I was just 17 then and I was paid £15 for the 3-hour session plus some extra for the train fare home. The foundation department hired me from then on. Quite a few times, I'd turn up to a life drawing group expecting to draw and ended up as the subject.
I met a French model that was living in a squat in Camberwell Grove and we would often spend some time cooling off in an old bath in the back garden. Sometimes we’d pose together in life classes, either sleeping, sitting or in some sort of embrace. This was unusual at the time and we became quite popular, particularly with matching Mohicans.
In 25 years I have done some very strange poses at various establishments, including being Eros, the flying boy statue in Piccadilly Circus, at the Wimbledon School of Theatre Arts, where I spent a month in a harness suspended from the ceiling.

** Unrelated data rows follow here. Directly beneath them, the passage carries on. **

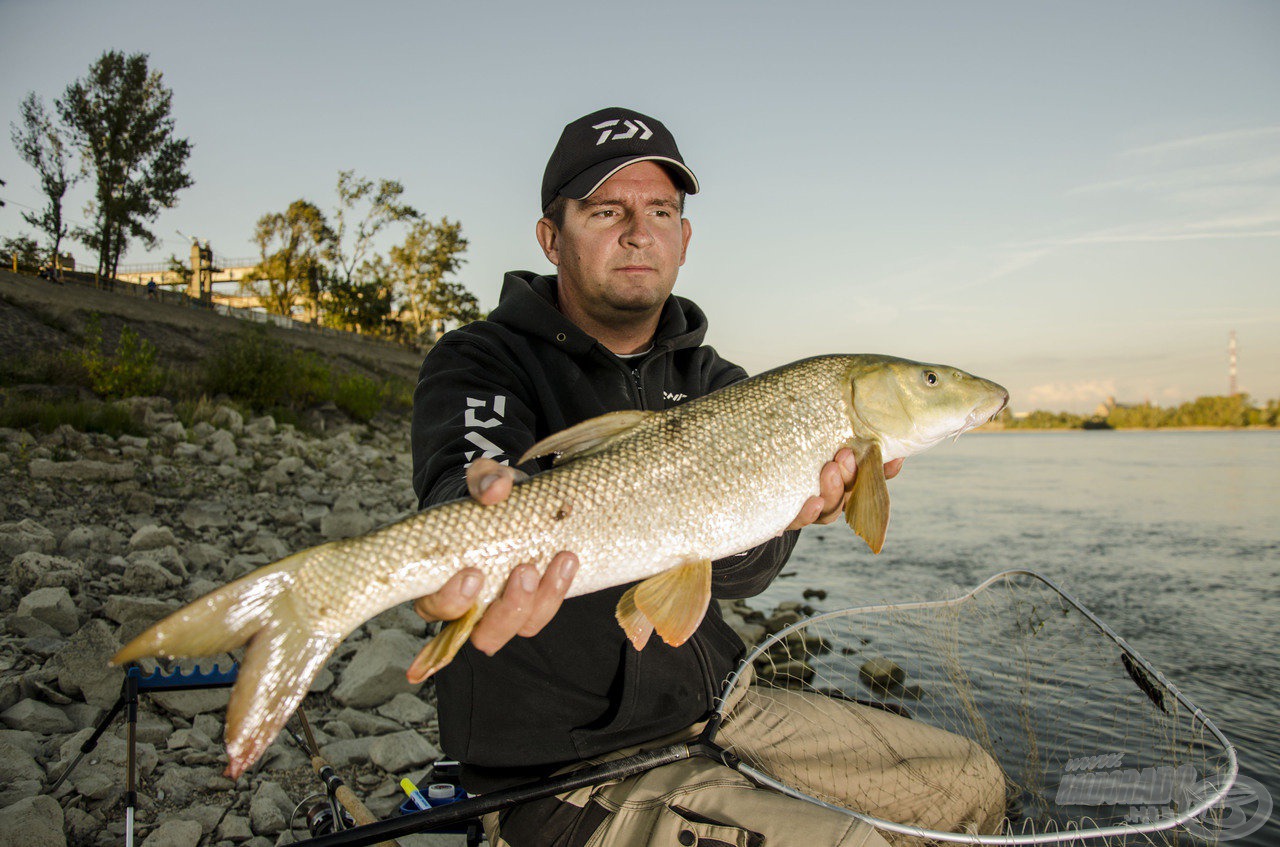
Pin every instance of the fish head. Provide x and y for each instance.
(909, 406)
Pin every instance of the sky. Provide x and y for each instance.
(1075, 198)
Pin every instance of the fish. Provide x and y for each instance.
(644, 497)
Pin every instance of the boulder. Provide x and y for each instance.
(151, 538)
(33, 569)
(174, 833)
(49, 608)
(82, 471)
(26, 536)
(36, 717)
(36, 822)
(401, 751)
(407, 710)
(376, 672)
(205, 513)
(269, 810)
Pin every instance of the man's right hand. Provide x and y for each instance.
(528, 603)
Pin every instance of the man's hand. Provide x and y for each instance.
(835, 482)
(528, 603)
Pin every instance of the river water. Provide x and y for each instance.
(1173, 539)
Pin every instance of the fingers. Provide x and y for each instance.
(490, 482)
(835, 481)
(526, 604)
(453, 599)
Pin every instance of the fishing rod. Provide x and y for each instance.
(342, 801)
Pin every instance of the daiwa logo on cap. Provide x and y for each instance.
(632, 128)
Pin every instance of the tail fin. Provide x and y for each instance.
(287, 648)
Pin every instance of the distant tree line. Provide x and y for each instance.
(115, 128)
(324, 266)
(1226, 411)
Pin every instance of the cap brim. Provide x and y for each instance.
(590, 179)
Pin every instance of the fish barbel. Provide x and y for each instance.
(638, 495)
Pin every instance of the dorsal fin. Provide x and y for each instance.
(585, 438)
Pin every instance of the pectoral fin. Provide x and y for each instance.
(632, 619)
(867, 511)
(440, 650)
(586, 438)
(675, 600)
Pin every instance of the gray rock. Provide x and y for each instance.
(228, 419)
(173, 431)
(407, 710)
(36, 717)
(236, 828)
(202, 555)
(366, 724)
(82, 471)
(376, 672)
(35, 569)
(174, 833)
(269, 809)
(26, 536)
(126, 609)
(205, 513)
(36, 822)
(146, 576)
(206, 815)
(152, 536)
(222, 444)
(400, 751)
(344, 525)
(264, 425)
(51, 607)
(348, 751)
(18, 764)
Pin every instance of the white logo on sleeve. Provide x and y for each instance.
(632, 127)
(483, 415)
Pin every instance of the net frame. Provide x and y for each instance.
(1082, 829)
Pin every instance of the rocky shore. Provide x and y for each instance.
(100, 536)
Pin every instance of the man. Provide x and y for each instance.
(603, 334)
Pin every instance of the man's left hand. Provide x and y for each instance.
(835, 484)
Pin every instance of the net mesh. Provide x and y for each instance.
(1009, 715)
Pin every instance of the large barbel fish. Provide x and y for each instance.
(638, 495)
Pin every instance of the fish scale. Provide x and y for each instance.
(649, 495)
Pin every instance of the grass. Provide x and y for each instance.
(250, 370)
(85, 416)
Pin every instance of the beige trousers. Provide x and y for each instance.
(858, 756)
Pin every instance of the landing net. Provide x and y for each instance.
(1059, 729)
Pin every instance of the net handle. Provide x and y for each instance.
(1042, 838)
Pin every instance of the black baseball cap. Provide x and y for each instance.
(599, 145)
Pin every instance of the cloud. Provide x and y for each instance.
(1066, 395)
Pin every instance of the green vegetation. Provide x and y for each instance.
(329, 273)
(1235, 411)
(250, 370)
(85, 416)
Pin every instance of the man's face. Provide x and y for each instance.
(620, 250)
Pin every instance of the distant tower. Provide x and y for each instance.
(1230, 365)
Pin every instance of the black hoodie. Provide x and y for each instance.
(577, 688)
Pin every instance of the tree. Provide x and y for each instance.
(352, 233)
(119, 118)
(419, 266)
(42, 146)
(292, 246)
(23, 248)
(362, 305)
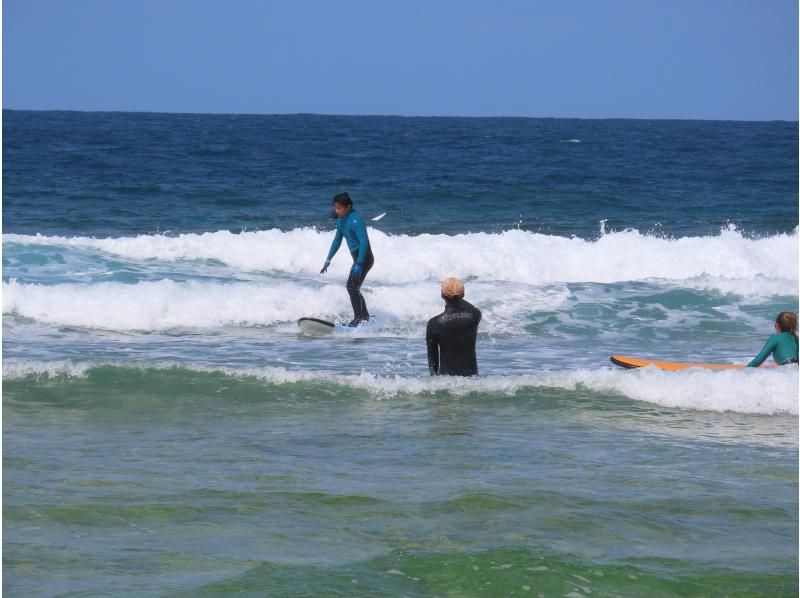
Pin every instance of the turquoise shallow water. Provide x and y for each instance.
(156, 482)
(168, 431)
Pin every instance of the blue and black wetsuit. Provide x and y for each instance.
(352, 228)
(783, 348)
(451, 340)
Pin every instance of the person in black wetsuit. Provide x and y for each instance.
(451, 335)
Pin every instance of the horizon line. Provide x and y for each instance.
(389, 115)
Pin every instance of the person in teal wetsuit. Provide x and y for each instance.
(783, 344)
(350, 226)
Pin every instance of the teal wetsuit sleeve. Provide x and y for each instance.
(337, 242)
(363, 240)
(765, 352)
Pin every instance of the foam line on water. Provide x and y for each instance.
(770, 391)
(513, 256)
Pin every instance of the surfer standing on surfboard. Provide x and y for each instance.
(350, 226)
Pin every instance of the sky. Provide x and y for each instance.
(687, 59)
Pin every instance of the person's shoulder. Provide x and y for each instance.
(464, 304)
(435, 320)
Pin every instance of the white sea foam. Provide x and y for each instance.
(729, 261)
(167, 304)
(770, 391)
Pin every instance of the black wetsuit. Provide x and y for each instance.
(451, 340)
(360, 311)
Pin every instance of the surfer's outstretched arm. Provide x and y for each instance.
(337, 242)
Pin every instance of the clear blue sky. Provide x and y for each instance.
(706, 59)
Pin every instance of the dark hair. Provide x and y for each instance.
(787, 322)
(343, 199)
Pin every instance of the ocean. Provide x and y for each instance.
(167, 430)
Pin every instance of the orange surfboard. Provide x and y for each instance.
(672, 366)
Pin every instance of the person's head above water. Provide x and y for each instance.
(452, 289)
(786, 322)
(342, 204)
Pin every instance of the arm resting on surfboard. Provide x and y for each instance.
(337, 242)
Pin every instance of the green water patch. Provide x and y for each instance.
(511, 571)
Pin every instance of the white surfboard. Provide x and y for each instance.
(317, 327)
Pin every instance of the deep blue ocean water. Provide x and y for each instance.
(168, 430)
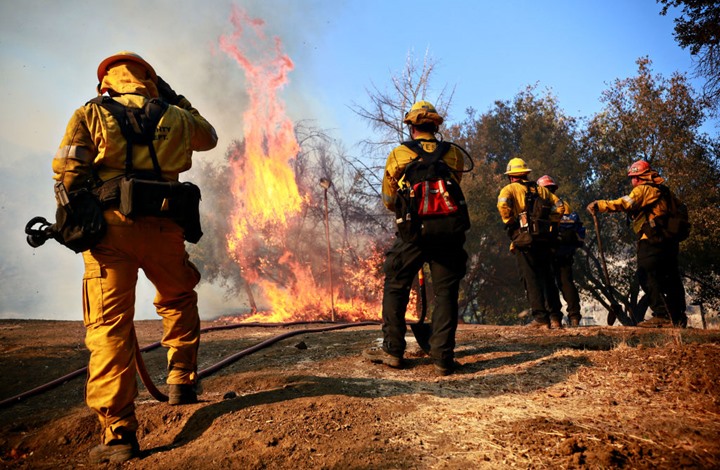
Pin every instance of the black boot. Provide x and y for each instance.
(117, 450)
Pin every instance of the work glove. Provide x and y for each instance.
(167, 93)
(511, 226)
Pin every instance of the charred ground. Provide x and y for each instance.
(594, 397)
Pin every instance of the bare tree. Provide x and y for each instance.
(387, 109)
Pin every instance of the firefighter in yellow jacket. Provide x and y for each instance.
(534, 258)
(93, 153)
(445, 255)
(657, 260)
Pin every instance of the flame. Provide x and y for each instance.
(267, 201)
(266, 194)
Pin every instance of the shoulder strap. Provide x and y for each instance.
(430, 157)
(137, 126)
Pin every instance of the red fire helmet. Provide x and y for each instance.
(546, 180)
(638, 168)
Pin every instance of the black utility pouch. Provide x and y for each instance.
(140, 197)
(177, 201)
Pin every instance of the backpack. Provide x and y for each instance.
(143, 193)
(571, 230)
(430, 203)
(534, 224)
(673, 224)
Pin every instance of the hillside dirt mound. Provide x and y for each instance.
(593, 397)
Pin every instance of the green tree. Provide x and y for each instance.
(698, 29)
(656, 119)
(531, 126)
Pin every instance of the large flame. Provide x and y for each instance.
(265, 195)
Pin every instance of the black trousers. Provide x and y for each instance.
(447, 259)
(659, 277)
(535, 267)
(562, 269)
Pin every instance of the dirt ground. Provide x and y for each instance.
(593, 397)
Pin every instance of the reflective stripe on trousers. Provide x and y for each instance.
(111, 271)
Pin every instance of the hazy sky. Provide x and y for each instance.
(488, 50)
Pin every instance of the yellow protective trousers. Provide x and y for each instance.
(157, 247)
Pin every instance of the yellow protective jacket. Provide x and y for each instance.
(93, 141)
(644, 203)
(399, 158)
(511, 202)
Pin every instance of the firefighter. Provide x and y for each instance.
(93, 153)
(446, 257)
(657, 259)
(534, 256)
(571, 235)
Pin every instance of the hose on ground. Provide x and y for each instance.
(147, 381)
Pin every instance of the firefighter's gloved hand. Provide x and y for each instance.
(592, 207)
(166, 92)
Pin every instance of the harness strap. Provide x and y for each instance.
(137, 126)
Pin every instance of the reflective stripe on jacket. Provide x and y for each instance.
(399, 158)
(511, 201)
(642, 196)
(93, 141)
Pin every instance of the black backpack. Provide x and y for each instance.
(144, 193)
(534, 225)
(430, 204)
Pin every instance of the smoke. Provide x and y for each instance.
(48, 56)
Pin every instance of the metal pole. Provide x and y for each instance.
(325, 183)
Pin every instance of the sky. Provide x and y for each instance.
(486, 50)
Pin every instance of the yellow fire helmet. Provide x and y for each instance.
(423, 112)
(124, 56)
(517, 166)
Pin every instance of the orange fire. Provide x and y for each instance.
(265, 194)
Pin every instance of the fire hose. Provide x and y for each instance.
(145, 376)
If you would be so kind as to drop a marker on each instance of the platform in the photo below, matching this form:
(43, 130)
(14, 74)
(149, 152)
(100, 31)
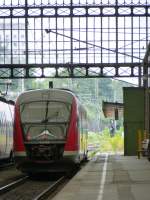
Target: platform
(110, 177)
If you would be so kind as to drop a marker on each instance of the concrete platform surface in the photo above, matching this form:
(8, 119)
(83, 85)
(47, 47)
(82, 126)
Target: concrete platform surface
(110, 177)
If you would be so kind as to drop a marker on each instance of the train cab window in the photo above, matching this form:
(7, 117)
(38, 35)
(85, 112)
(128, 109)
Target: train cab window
(45, 120)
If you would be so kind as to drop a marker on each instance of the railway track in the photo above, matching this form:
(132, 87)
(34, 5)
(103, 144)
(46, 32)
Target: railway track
(27, 188)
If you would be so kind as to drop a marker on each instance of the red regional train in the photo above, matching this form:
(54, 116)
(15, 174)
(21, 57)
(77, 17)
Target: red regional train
(6, 129)
(50, 131)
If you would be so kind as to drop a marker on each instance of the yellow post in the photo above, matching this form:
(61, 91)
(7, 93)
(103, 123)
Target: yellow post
(139, 143)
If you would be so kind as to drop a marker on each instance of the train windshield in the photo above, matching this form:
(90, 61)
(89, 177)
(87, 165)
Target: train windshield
(45, 120)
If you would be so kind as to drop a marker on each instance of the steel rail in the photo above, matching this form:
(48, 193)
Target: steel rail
(12, 185)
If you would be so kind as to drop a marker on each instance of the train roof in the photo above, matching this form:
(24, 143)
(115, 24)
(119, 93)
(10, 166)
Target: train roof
(54, 94)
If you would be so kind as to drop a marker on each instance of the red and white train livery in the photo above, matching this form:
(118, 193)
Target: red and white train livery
(50, 132)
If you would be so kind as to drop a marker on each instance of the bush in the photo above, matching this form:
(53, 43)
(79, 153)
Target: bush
(103, 142)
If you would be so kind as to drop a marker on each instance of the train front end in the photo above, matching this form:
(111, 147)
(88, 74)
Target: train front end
(42, 131)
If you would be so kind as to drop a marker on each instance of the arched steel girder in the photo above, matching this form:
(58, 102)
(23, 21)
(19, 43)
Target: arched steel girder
(104, 70)
(104, 39)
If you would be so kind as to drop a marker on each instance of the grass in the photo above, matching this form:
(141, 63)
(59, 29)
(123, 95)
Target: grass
(103, 142)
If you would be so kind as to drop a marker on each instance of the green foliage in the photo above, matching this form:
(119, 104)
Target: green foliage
(105, 143)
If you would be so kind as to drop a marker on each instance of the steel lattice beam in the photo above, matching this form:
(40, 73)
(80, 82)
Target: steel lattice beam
(92, 39)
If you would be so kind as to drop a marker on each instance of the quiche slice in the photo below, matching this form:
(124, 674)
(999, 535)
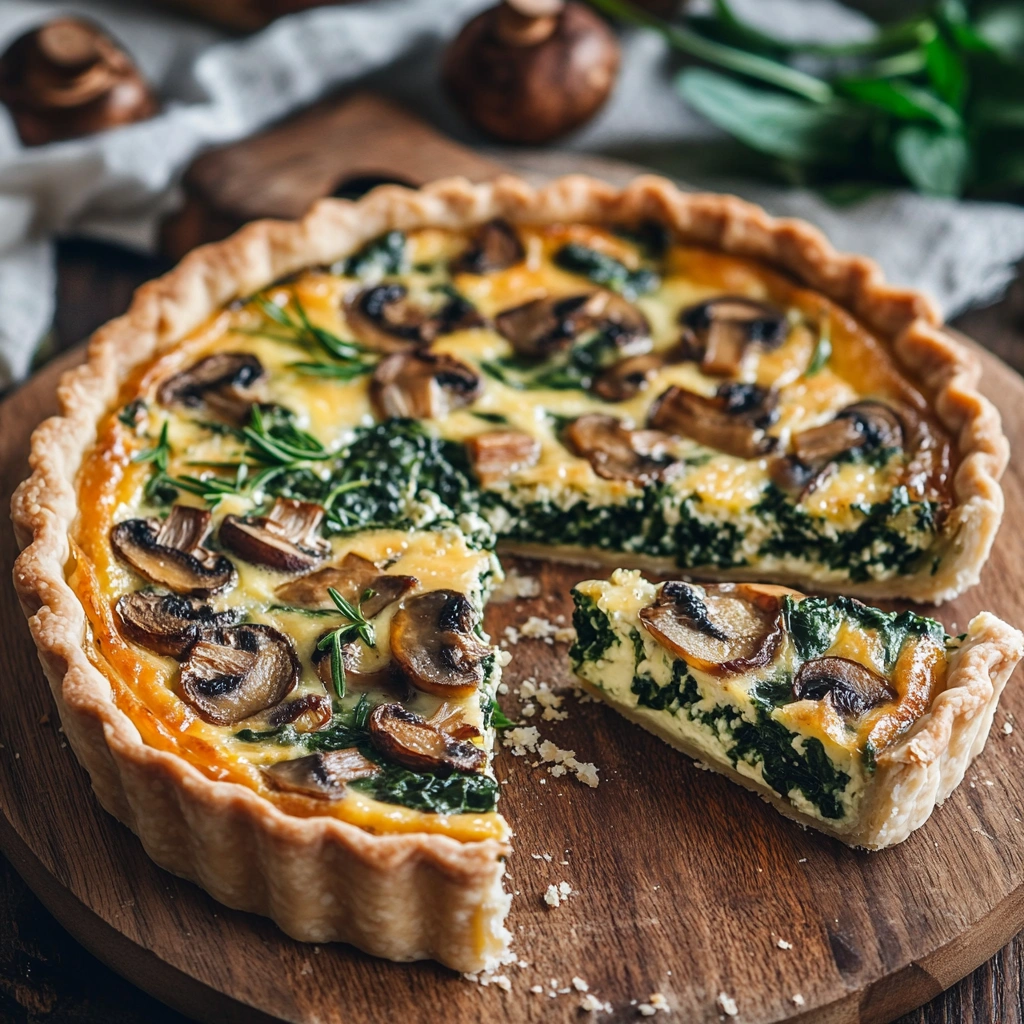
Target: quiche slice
(259, 538)
(852, 720)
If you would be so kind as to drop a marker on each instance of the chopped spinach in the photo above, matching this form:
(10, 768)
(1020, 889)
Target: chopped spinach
(454, 794)
(383, 255)
(594, 632)
(605, 270)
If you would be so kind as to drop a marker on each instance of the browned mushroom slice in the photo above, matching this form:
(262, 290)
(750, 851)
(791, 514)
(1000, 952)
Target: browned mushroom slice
(306, 714)
(433, 642)
(286, 539)
(498, 454)
(852, 688)
(233, 673)
(495, 246)
(224, 384)
(543, 327)
(721, 630)
(170, 553)
(718, 332)
(422, 385)
(864, 425)
(351, 578)
(619, 454)
(733, 421)
(321, 775)
(386, 320)
(404, 737)
(628, 378)
(167, 624)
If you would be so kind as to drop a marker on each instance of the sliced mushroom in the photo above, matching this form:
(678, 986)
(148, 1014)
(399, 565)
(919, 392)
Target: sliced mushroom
(721, 630)
(422, 385)
(543, 327)
(321, 775)
(495, 246)
(626, 379)
(718, 332)
(864, 425)
(385, 320)
(167, 624)
(852, 688)
(351, 578)
(619, 454)
(434, 643)
(223, 384)
(497, 454)
(403, 736)
(233, 673)
(286, 539)
(170, 553)
(307, 714)
(733, 421)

Modeling brings up so many surprises and funny situations. I suppose it’s partly due to the fact that it’s quite unusual for people to be entirely naked in front of clothed people. Sometimes the tutor has a very definite idea about a pose or setting. At other times it’s up to me to set the pose. Modeling is like teaching. You have to think about the pose; it’s length, what the space is like and the effects upon the pose. Modeling is a job. You turn up, take your clothes off and you’re the subject of everyone’s gaze. I’m the model who goes into a pose and out of it when the time is up. I’m in the room, but I’m not an object of desire. It's a normal job, but then what’s normal about a job these days? I like to go to a job that I don’t have to worry about what to do or even what to wear.
I’ve had the occasional uncontrollable fits of laughter whilst modeling. On one occasion I was in a complicated group setting with several naked and semi naked models sprawled over a setting made to look like Geracaults ‘Raft of the Medusa’ I was laying on my back next to this lad with his muscular inner thigh right next to my face. He had a very big Prince Albert, (I think Queen Victoria’s husband had one). Anyway, I had this hot flush sensation and had to cover myself for a few moments, but two of the students said they preferred my hands where they were behind my back and painted me as I was. The weeklong pose was very complicated and the students didn't complain. It didn’t put me off doing group settings again but it did make me think of how to avoid similar circumstances from happening again. Sometimes I playback music or work out a new cycle route across London, anything to massage the mind.’
Today’s life class is a thriving part of art education and the art world is changing back towards figuration and traditional notions of the nude.
Take away the functional facts – some people are learning about looking and anatomy whilst someone else is earning a little money, and it becomes an ambiguous transaction. Who is in charge? Everyone is fixed. The model stands or sits, sometimes high up, always the centre of attention, positioned and surrounded. Perhaps the students at their easels are like a congregation.
I still model from time to time, mainly for private groups and friends. These days I find that so many so called 'organizers' of life drawing groups, particularly individual artists want models to send jpgs of hopeful models and don't respond, using the jpg images instead of hiring models. It’s been a fun quarter century posing for artists, students and tutors. I have seen so much change and development, much of it for the better. Figurative art and the study of the human form has survived through many ‘isms’ and returned from the stormy passage of unpopularity when minimalism and post-modernism was all in vogue. Now figuration is back and more popular as ever and life classes and classes remain the core of many adult education and local art groups.